Kelistrikan dalam islam digolongkan sebagai kepemilikan umum, listrik yang digunakan sebagai bahan bakar, sebagai sumber energi yang pembuatannya berasal dari barang tambang seperti migas dan batu bara di katagorikan dalam islam sebagai api atau energi. Yang mana ini termaksud dalam kepemilikan umum. Ini di dasarkan dari hadis Nabi Muhammad SAW
Manusia berserikat dalam tiga hal : air, padang gembala dan api. (HR. Abu Dawud dan Ahmad)
Dari hadis ini menjelaskan mengenai kepemilikan secara umum, dan pengelolaaannya terdapat dua cara yaitu yang pertama, air, padang rumput, api, jalanan umum, laut dan lain nya dapat dipakai seluruh individu masyarakat untuk dimanfaat secara langsung namun tetap diawasi oleh negara dalam pemanfaatannya. yang kedua negara mengelola kekayaan umum yang mana kekayaan tersebut tidak dapat di manfaatkan secara langsung oleh rakyat, melainkan membutuhkan keahlian serta teknologi maupun biaya untuk mengelolanya, Namun hasil dari pengelolaannya tetap akan dikembalikan untuk rakyatnya.

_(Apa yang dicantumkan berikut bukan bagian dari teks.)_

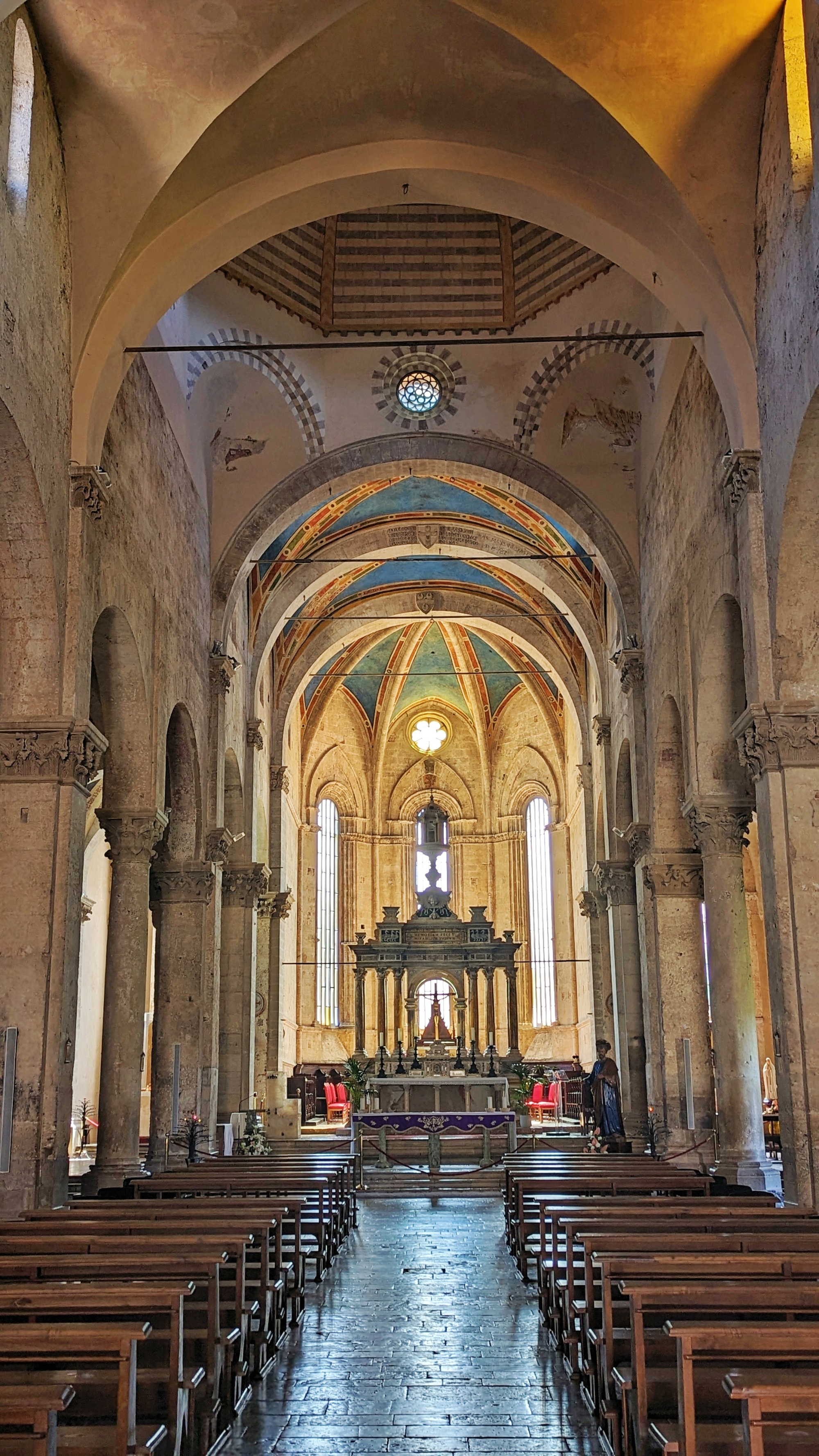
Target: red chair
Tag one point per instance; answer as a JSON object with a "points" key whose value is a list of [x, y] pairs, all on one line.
{"points": [[535, 1103]]}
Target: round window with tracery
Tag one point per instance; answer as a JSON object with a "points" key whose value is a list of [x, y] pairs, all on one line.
{"points": [[429, 735], [419, 392]]}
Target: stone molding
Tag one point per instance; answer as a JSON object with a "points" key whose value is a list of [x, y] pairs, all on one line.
{"points": [[222, 669], [719, 827], [591, 905], [244, 884], [91, 488], [133, 833], [631, 667], [615, 882], [277, 905], [639, 839], [602, 728], [181, 884], [218, 845], [59, 751], [742, 477], [779, 736], [675, 879], [254, 733]]}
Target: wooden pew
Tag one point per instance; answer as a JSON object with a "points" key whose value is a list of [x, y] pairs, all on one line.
{"points": [[88, 1349], [36, 1407]]}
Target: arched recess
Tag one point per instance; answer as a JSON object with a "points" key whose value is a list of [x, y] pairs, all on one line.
{"points": [[183, 796], [274, 364], [29, 641], [796, 641], [670, 829], [565, 360], [495, 465], [720, 701], [123, 705]]}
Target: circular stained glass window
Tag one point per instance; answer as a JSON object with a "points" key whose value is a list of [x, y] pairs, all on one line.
{"points": [[429, 735], [419, 392]]}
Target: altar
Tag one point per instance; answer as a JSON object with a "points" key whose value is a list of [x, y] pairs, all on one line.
{"points": [[449, 1094]]}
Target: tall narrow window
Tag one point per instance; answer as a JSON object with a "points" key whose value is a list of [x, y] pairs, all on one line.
{"points": [[541, 927], [20, 126], [327, 915]]}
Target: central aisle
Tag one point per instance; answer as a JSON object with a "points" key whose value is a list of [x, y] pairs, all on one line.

Mengenai cara pengelolaan kelistrikan agar dapat dimanfaatkan sebagai energi listrik yaitu mealui cara kedua, yang mana sseorang pemimpin (Khalifah) berperan mengelola sumber daya tersebut dengan mempersiapkan segala keahlian yang berkaitan dan pembiayaan dalam pengelolanya. Sehingga hasil dari pengelolaan tersebut akan dikembalikan kepada rakyat demi mencukupi segala kepentingannya.
Karena islam memandang seorang seorang pemimpin dan pemerintahannya adalah sebagai ra’in yaitu pemimpin yang bertanggung jawab atas segala kebutuhan rajyatnya. Dan dengan kebijakan ini pun tentu rakyat akan sejahtera akan kebutuhannya termaksud dalam kebutuhan energi listrik.
Sehingga seluruh rakyat akan dipenuhi segala kebutuhan listriknya tanpa memandang kalangan. Dan tentu ini semua akan terwujud dalam sistem pemerintahan islam dibawah negara khilafah islamiyah bukan dibawah kepemimpinan jahiliyah kapitalisme dan liberalisme yang hanya memikirkan untung rugi dalam mengurusi rakyatnya. Dan menjadi tugas kita sebagai kaum muslimin untuk memperjuangkan pemerintahan islam tersebut. Wallahu a’lam bis-shawab.